The red lines show the rising wedge patterns in place; take your pick. Price has moved into the apex of the rising wedge. The red lines for the indicators are negatively diverged wanting to see a spank down in the weekly time frame, however, the MACD line remains long and strong wanting to see another higher high in price after any pull back. The MACD line hints that a jog move is likely needed, down, then back up to a matching or higher high, then roll over to the downside, on a weekly basis, as long as the MACD negatively diverges when price comes back up 2 or 3 weeks out.
The other thing to watch is the RSI that is dead flat. This can be called negative divergence but if that RSI sneaks a smidgeon above the prior high from a month ago, the bulls will have more upside juice for a few more weeks and the RSI may want to explore the overbot territory. This does not have to happen. If the RSI remains flat as the MACD line rolls over with negative divergence then the SPX will be cooked.
The ADX had called the market sell from mid-2015 into early 2016 a strong trend lower for price (pink box). Interestingly, this entire one-year upside rally, of course induced by the central bankers which has been the case for the last eight years, is NOT a strong trend. This is surprising considering the long time for the rally and drastic move higher from the 1800's to 2300. The central bankers are pumping stocks higher not the market fundamentals. The central bankers are the market.

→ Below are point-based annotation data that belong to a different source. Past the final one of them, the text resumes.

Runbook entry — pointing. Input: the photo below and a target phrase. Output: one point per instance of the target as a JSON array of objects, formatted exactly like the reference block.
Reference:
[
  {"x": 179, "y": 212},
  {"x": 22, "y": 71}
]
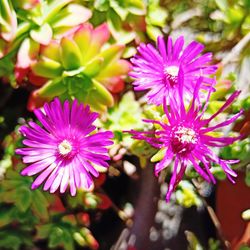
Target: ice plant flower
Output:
[
  {"x": 186, "y": 139},
  {"x": 62, "y": 150},
  {"x": 159, "y": 70}
]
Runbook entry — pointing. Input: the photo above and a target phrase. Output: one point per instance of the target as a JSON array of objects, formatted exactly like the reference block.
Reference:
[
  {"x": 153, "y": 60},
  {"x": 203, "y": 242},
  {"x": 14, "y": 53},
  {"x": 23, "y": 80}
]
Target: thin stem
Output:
[
  {"x": 121, "y": 214},
  {"x": 226, "y": 244}
]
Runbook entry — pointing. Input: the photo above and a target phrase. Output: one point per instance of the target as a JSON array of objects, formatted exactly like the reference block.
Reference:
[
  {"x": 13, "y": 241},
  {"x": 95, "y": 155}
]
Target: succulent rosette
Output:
[
  {"x": 42, "y": 23},
  {"x": 82, "y": 65}
]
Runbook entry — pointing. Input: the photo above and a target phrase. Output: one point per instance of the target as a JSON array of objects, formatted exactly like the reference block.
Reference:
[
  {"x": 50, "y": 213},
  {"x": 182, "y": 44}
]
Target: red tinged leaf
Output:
[
  {"x": 83, "y": 218},
  {"x": 35, "y": 101},
  {"x": 105, "y": 201}
]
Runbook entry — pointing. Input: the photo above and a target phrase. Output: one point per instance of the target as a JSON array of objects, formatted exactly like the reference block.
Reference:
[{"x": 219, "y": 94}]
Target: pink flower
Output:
[
  {"x": 159, "y": 70},
  {"x": 62, "y": 151},
  {"x": 187, "y": 140}
]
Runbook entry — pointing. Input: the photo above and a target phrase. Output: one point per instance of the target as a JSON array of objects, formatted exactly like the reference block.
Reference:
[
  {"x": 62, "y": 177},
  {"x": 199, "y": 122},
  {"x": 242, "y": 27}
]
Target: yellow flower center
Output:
[{"x": 64, "y": 147}]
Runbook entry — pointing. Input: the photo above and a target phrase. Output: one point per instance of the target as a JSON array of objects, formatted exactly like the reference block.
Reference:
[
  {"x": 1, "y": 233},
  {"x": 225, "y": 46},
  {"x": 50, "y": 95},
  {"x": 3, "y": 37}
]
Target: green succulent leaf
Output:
[
  {"x": 42, "y": 35},
  {"x": 52, "y": 88},
  {"x": 70, "y": 54},
  {"x": 47, "y": 68}
]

Market bulls need the ADX to move above 20-25 to prove that multi weeks and months of upside rally joy is ahead. Otherwise, price will roll over to the downside as the impact of a weak trend takes hold.

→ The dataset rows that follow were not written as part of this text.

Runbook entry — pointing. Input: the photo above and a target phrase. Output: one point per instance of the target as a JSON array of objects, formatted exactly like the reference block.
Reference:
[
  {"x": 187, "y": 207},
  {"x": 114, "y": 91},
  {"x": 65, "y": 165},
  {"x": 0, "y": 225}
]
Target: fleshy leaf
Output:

The pink arrows show the tight band squeeze that popped price skyward. Tight bands do not predict direction they only tell you that a big move will occur, and the bulls won again. The SPX has violated the upper band (pink) so a move back to the middle band, which is also the 20-week MA, at 2200, and rising, is in play.
The expectation is for a jog move ahead; down for a week or two, then back up for a week or two for another higher high in price to satisfy the long and strong MACD line, then roll over to the downside on this weekly basis. The caveat is the RSI so watch it closely over the next couple weeks. Bears need the RSI to start heading south.
Marrying the above with the SPX support/resistance information in a prior post, and considering the weekly basis and intermediate term, price will seek the middle band at 2200 and rising which matches up with the strong 2205 support level. If the bulls can keep stringing the game out further, the strong support at 2213 would be another downside target. There is a big-time air-pocket at 2214-2234 so if 2234 fails, look out below.
A logical expectation is for price to sell off for a week or two. There may be faux worry exhibited by traders but many will probably buy the dip sending price back up to satisfy the MACD. At that point is where the roll over likely occurs so perhaps an intermediate top coming in February. Once the downside begins, the expectation would be for price to target the 2205-2234 landing zone perhaps around Valentine's Day. At that point, if you remain stubbornly-long, you may need your honey to ease your pain. This information is for educational and entertainment purposes only. Do not invest based on anything you read or view here. Consult your financial advisor before making any investment decision.